Canada : Sinner récompensé, Pegula impériale
Au terme d’une semaine riche en spectacle et en prestations de haut vol, Jannik Sinner et Jessica Pegula ont été couverts de lauriers au pays de l’érable.
Sinner assume et rêve plus grand
Joueur le mieux classé du dernier carré suite aux éliminations surprises de Carlos Alcaraz et Daniil Medvedev en quarts de finale, Jannik Sinner a parfaitement assumé son statut et ses responsabilités en devenant le deuxième Italien titré en Masters 1000 après Fabio Fognini (Monte-Carlo 2019). Celui qui a mis fin aux très beaux parcours de Gaël Monfils et Tommy Paul – vainqueur du numéro un mondial – n’a jamais tremblé pour infliger une cinquième défaite en autant de confrontations à Alex de Minaur en finale (6/4, 6/1 en 1h29).
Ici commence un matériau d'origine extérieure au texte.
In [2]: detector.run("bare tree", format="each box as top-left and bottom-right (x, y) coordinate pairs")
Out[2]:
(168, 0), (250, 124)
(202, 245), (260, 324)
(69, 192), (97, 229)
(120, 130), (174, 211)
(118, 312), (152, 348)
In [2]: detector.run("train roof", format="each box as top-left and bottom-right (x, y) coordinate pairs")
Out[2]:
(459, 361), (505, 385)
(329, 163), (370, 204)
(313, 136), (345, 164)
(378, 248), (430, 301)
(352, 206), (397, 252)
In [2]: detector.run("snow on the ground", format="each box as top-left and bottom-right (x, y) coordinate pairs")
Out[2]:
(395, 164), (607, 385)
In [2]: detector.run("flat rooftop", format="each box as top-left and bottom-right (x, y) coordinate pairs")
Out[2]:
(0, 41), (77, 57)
Fidèle à sa réputation, le "démon" s’est bien accroché en effaçant deux breaks à 2-0 puis 4-2 dans la manche inaugurale. Mais le volume de jeu, les variations et les attaques fulgurantes du natif de San Candido ont fini par avoir raison de l’Australien qui disputait déjà sa quatrième finale en 2023 (la première de sa carrière en Masters 1000). Beaucoup moins accrocheur dans le deuxième set et auteur de seulement trois coups gagnants sur l’ensemble de la rencontre, le nouveau 12e joueur mondial veut retenir le positif de sa très belle expérience canadienne : "Ça a été une incroyable semaine ici à Toronto. J’ai joué un excellent tennis et ça a renforcé mon appétit. C’était ma première finale à ce niveau et je reviendrai."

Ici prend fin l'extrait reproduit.